Getting Started#
Prerequisites#
The optimization algorithms are based on Numpy.
If using conda
, run the following command to install all necessary packages and then activate the environment:
$ conda env create --file environment.yml
$ source activate casimir
If not using conda
, the file environment.yml contains the names of the required packages.
Installation#
Clone the repository available here:
$ git clone https://github.com/krishnap25/casimir.git
$ cd casimir/
The following command complies the Cython code, which is needed only for the experiments on named entity recognition:
$ ./scripts/compile_cython.sh
Quick start: Binary Classification#
Here is an example on how to use this code base for binary classification on the Iris dataset (class 1 or not class 1). Run the following in Python REPL
>>> import sklearn.datasets as ds
>>> from casimir.data.classification import LogisticRegressionIfo
>>> X, y = ds.load_iris(return_X_y=True)
>>> ifo = LogisticRegressionIfo(X, y==1)
This objective function can then be optimized using casimir.optim.optimize_ifo
, using different
optimization algorithms such as Casimir-SVRG, SVRG or SGD.

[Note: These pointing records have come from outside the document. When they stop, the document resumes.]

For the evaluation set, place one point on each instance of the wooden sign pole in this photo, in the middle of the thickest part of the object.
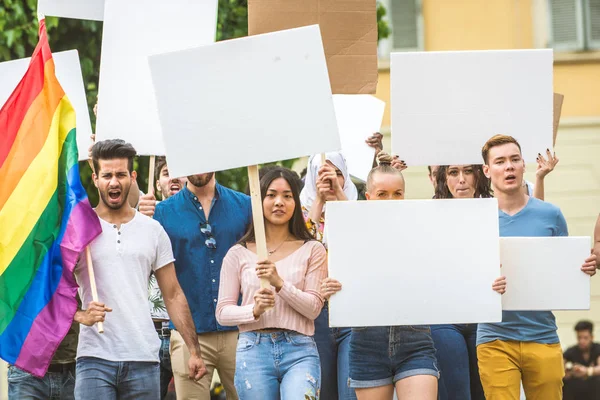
(151, 175)
(88, 255)
(258, 219)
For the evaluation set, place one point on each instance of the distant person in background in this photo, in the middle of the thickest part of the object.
(456, 344)
(165, 187)
(433, 174)
(582, 365)
(324, 183)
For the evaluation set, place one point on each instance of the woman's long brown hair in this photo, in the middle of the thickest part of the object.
(296, 225)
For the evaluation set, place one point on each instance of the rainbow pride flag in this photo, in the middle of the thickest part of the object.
(46, 220)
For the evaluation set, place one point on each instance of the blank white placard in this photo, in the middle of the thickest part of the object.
(446, 105)
(78, 9)
(413, 262)
(544, 273)
(134, 30)
(358, 117)
(68, 73)
(246, 101)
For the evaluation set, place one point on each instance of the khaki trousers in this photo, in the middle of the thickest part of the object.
(218, 352)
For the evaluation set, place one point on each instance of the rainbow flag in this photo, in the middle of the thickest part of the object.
(46, 220)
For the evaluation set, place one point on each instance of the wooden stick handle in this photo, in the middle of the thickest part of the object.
(88, 255)
(151, 175)
(258, 219)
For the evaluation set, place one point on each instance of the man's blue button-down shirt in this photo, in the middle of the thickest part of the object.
(198, 267)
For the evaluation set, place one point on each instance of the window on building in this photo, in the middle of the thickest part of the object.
(575, 24)
(406, 24)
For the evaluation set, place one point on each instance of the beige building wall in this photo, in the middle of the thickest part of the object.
(574, 186)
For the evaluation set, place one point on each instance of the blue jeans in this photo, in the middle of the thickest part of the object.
(456, 352)
(383, 355)
(99, 379)
(278, 365)
(53, 386)
(334, 351)
(166, 372)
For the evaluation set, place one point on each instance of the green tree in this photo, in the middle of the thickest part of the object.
(19, 36)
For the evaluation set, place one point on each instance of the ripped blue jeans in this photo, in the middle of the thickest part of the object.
(278, 365)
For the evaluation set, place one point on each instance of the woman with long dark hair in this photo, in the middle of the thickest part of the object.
(456, 344)
(276, 353)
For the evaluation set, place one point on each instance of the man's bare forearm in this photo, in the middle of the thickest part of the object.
(179, 312)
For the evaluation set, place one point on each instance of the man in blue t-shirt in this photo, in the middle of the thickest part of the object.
(525, 345)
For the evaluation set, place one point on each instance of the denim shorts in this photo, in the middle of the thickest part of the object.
(383, 355)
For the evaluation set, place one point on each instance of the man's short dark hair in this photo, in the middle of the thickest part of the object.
(585, 326)
(111, 149)
(161, 161)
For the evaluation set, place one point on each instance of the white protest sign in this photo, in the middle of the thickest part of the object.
(68, 72)
(134, 30)
(246, 101)
(544, 273)
(358, 117)
(413, 262)
(78, 9)
(446, 105)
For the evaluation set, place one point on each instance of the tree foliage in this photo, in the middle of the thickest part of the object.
(19, 36)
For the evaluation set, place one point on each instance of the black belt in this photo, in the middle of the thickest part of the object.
(62, 368)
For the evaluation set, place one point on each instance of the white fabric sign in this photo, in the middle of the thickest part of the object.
(358, 117)
(68, 73)
(246, 101)
(413, 262)
(134, 30)
(446, 105)
(544, 273)
(78, 9)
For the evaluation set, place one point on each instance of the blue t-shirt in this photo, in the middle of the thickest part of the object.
(198, 266)
(537, 219)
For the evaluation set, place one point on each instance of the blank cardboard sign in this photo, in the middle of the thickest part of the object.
(134, 30)
(358, 117)
(558, 100)
(544, 273)
(414, 262)
(68, 72)
(446, 105)
(78, 9)
(349, 30)
(246, 101)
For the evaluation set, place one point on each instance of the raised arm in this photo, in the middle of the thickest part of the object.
(228, 312)
(544, 167)
(309, 301)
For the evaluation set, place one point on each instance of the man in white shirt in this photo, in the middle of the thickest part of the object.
(122, 363)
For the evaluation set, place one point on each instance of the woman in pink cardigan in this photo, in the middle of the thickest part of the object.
(276, 354)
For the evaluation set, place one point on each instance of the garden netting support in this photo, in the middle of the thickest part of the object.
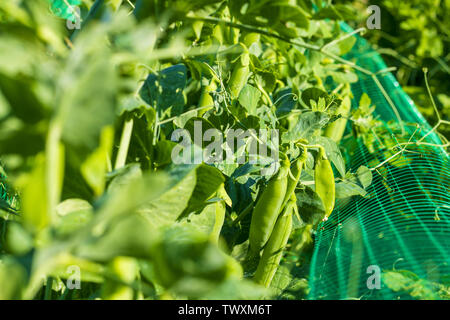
(401, 228)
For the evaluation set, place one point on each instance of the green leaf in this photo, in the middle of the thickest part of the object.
(307, 124)
(208, 181)
(313, 94)
(164, 91)
(347, 189)
(168, 208)
(132, 236)
(310, 206)
(364, 176)
(333, 153)
(249, 98)
(65, 8)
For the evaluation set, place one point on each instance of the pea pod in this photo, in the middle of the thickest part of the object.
(336, 129)
(294, 177)
(220, 215)
(206, 99)
(240, 73)
(251, 38)
(273, 251)
(324, 179)
(267, 209)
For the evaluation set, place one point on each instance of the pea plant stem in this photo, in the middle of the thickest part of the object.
(124, 143)
(310, 47)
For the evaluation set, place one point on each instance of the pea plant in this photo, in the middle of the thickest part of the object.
(90, 187)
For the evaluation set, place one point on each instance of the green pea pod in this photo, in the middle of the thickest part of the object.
(267, 209)
(206, 99)
(251, 38)
(336, 129)
(240, 73)
(273, 251)
(220, 209)
(324, 179)
(125, 269)
(294, 177)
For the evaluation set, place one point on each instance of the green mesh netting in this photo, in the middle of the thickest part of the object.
(403, 225)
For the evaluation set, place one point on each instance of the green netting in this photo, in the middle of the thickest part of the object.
(403, 225)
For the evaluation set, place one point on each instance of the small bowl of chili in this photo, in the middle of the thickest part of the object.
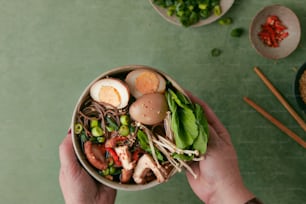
(275, 32)
(300, 87)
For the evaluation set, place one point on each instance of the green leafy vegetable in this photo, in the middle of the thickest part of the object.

In this example, we run 20 passes of SGD with a constant learning rate of 0.05 and weighted averaging (default):
>>> import numpy as np
>>> import casimir.optim as optim
>>> w, logs = optim.optimize_ifo(np.zeros(4), ifo, algorithm='SGD', num_passes=20,
optim_options={'initial_learning_rate': 0.05})
This package prints out the function value after each pass through the dataset.
Playing with a larger dataset
Let us now experiment with a larger dataset.
Download the covtype dataset (size 53.8 MB) from this link
and place it in the folder data/
. Then, run the file examples/logistic_regression.py
as follows:
>>> python examples/logistic_regression.py
The data is normalized so that a learning rate of 1 will work for SVRG and SGD. Feel free to play around with the
optimization options in CasimirSVRG, SVRG and SGD. Note that the optimization algorithm is controlled by
the parameter algorithm
of optim.optimize_ifo
.
For reference, with the given parameter settings, at the end of ten iterations, Casimir-SVRG
should achieve a function value of 0.6624 with warm_start = 'prox-center'
and 0.6606 with warm_start = 'extrapolation'
while simple SVRG reaches a function value of 0.0664.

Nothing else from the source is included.